Abstract

Tritium accumulation in clay minerals (kaolinite, montmorillonite, palygorskite) was studied experimentally over a one year contact with tritiated water (initial activity 1.67×109 Bq/m3) under room conditions, and was compared to theoretical calculations. The amounts of tritium ions in bound water and structural hydroxyls were measured by the activity of water fractions released at characteristic temperatures determined on the basis of the mineral DTA patterns. Experiments showed that after a 400 day contact with tritiated water, tritium exchange rates (𝛉) were highest in palygorskite (𝛉a = 0.42 in bound water and 𝛉s = 0.51 in the structure) compared to montmorillonite (𝛉a = 0.15 and 𝛉s = 0.11, respectively) and kaolinite (𝛉a = 0.34 and 𝛉s = 0.02, respectively). This could be due to different tritium concentrations in the solution near the bound-water layers, and also to certain features of the mineral structures, most of the kaolinite structural hydroxyls not interacting directly with bound HTO molecules.

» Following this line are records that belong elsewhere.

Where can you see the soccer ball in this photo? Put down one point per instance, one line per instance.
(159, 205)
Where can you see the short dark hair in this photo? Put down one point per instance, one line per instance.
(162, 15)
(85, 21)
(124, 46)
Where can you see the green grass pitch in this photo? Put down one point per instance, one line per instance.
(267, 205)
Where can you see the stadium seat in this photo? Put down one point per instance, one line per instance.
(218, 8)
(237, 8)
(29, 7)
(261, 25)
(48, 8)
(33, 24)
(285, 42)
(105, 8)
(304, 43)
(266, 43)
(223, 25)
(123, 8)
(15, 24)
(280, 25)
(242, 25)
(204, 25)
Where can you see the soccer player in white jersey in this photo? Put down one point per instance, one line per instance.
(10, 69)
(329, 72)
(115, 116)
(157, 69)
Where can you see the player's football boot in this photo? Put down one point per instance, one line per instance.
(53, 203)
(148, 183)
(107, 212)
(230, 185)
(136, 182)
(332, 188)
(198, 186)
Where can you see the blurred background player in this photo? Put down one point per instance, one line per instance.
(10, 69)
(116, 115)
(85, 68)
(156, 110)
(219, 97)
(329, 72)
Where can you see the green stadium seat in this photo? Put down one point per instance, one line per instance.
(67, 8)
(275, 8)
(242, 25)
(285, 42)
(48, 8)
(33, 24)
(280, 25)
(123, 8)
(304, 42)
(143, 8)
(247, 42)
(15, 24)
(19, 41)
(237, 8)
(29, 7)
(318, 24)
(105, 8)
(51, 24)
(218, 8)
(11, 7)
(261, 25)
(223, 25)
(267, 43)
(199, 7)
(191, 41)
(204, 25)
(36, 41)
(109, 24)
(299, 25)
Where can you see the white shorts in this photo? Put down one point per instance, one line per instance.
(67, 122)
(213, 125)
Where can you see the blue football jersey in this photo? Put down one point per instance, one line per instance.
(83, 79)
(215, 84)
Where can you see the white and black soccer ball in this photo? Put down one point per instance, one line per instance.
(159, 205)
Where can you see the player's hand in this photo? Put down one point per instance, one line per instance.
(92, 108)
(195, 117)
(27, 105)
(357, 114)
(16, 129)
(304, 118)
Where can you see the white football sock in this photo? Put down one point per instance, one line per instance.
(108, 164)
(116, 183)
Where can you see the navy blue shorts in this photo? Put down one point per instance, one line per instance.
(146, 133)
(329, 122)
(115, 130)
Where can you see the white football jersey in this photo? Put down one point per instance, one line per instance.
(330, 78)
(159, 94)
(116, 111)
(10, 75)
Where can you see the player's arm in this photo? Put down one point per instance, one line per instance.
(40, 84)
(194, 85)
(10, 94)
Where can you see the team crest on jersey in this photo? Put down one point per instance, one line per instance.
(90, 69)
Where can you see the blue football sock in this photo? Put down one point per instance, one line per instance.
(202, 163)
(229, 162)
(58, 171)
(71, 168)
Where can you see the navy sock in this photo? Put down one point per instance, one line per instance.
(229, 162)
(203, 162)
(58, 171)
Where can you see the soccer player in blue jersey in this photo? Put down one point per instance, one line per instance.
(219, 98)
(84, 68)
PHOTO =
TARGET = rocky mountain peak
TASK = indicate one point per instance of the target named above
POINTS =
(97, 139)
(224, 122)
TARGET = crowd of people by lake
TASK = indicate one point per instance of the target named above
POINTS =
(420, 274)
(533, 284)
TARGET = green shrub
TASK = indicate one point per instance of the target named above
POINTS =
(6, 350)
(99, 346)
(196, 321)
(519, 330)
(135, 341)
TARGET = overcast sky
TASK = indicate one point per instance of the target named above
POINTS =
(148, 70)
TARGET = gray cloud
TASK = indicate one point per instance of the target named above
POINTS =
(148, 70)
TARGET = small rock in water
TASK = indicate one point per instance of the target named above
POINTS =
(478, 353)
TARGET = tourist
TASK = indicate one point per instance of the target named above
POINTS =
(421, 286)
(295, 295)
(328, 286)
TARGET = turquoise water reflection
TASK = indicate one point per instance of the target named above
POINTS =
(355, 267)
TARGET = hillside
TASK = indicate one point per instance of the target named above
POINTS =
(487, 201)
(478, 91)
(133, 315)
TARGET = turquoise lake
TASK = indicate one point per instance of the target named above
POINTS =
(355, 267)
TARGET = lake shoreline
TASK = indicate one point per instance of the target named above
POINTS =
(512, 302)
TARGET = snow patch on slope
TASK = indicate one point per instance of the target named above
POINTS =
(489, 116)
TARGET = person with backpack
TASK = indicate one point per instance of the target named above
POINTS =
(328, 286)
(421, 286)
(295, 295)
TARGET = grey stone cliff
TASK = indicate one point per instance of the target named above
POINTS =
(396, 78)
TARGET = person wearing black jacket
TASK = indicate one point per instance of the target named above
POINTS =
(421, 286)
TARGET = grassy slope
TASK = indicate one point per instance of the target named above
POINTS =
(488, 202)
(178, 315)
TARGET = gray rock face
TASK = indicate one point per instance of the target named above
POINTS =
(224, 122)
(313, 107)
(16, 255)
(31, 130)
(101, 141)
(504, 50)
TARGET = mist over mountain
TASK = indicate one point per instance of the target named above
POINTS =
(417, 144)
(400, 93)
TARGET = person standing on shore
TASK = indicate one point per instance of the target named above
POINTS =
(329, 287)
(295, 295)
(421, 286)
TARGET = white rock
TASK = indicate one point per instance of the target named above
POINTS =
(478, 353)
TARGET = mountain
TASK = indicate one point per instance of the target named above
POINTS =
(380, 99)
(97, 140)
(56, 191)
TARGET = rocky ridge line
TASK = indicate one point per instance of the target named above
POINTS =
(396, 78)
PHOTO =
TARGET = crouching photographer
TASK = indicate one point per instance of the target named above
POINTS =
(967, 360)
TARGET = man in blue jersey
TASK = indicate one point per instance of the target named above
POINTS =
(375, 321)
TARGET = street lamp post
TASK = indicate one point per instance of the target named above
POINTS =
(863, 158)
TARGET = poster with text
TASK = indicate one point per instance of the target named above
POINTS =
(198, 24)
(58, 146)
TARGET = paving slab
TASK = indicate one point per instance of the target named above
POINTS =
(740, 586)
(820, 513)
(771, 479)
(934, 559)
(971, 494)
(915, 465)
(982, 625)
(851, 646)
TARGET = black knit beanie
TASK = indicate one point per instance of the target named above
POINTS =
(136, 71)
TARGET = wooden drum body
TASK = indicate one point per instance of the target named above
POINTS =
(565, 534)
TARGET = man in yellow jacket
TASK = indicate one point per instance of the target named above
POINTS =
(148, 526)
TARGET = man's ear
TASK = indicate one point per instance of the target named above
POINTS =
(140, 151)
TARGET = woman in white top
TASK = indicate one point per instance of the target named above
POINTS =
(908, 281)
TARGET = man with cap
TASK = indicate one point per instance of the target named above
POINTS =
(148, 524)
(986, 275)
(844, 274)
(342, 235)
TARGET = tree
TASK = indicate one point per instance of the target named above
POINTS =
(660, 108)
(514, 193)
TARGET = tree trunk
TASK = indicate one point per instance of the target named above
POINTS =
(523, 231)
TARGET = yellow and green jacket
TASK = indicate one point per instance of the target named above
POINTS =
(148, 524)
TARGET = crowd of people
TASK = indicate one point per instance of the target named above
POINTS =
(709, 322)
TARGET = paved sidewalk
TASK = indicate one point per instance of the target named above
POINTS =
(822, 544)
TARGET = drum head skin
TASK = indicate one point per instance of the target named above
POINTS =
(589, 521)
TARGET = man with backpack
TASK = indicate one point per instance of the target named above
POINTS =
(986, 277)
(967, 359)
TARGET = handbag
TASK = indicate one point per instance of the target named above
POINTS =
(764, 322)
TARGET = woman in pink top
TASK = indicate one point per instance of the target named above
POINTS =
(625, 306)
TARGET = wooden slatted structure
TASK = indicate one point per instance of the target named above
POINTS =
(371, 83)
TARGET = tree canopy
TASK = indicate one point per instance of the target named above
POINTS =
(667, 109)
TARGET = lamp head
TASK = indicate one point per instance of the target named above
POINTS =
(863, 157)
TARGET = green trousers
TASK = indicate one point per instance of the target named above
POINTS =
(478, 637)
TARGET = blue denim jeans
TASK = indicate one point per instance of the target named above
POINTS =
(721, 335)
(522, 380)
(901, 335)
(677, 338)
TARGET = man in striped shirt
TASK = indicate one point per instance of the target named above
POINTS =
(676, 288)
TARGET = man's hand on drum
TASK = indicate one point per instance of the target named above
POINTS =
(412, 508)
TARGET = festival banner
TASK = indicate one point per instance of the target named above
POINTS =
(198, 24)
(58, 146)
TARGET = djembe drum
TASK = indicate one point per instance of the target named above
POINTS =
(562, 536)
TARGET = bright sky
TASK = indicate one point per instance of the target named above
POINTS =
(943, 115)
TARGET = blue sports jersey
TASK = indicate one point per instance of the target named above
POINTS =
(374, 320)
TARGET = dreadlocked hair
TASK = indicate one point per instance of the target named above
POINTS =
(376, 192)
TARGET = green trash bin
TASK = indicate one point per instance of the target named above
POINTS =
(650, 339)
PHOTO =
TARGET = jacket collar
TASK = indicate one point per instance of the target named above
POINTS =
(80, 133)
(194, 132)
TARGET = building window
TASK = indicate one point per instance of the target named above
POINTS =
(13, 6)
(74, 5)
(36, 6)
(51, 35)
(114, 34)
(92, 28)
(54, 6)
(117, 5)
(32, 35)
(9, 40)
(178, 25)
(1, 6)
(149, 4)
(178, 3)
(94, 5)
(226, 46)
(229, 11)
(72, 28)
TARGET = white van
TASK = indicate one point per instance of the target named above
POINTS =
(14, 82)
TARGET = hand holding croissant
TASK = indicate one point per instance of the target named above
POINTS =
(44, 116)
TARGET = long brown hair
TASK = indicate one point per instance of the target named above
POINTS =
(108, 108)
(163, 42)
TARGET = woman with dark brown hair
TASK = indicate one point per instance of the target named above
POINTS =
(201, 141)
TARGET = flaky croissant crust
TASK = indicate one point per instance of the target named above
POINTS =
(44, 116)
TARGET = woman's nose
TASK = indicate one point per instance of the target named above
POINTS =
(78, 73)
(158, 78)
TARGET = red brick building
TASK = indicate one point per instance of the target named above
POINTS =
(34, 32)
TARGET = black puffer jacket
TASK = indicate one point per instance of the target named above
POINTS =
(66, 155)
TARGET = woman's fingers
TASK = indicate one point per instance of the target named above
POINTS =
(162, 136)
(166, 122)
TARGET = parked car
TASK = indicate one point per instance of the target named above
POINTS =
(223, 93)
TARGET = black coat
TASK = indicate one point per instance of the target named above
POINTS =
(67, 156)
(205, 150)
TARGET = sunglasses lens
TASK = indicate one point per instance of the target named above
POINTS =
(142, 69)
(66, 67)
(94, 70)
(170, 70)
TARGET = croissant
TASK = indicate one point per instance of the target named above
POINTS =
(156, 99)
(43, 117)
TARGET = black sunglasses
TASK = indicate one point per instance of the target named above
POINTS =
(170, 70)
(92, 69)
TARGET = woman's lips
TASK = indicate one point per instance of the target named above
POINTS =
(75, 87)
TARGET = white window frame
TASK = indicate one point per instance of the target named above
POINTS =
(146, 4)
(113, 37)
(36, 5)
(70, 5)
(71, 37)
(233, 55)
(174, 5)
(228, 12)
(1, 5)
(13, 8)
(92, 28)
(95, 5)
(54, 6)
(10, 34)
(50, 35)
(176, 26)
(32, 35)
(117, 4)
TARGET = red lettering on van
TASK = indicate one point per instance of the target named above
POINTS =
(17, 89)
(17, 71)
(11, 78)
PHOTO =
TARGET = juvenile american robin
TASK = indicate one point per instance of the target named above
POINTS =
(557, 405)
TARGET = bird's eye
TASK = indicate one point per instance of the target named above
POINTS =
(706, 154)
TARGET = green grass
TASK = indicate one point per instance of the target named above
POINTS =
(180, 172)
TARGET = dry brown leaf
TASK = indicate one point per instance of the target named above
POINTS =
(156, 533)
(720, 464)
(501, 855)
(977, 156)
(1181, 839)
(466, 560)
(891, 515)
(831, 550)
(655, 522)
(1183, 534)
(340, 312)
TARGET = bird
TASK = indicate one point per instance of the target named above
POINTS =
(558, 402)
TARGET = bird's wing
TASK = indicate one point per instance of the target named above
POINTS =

Tritium accumulation in these minerals, under room conditions, can be described by a relatively simple two-stage isotope exchange model in which tritium ions first migrate from the solution to the bound layers and then substitute the protons of the structural hydroxyls. Rate constants for both stages of this isotope exchange were calculated on the basis of the experimental data.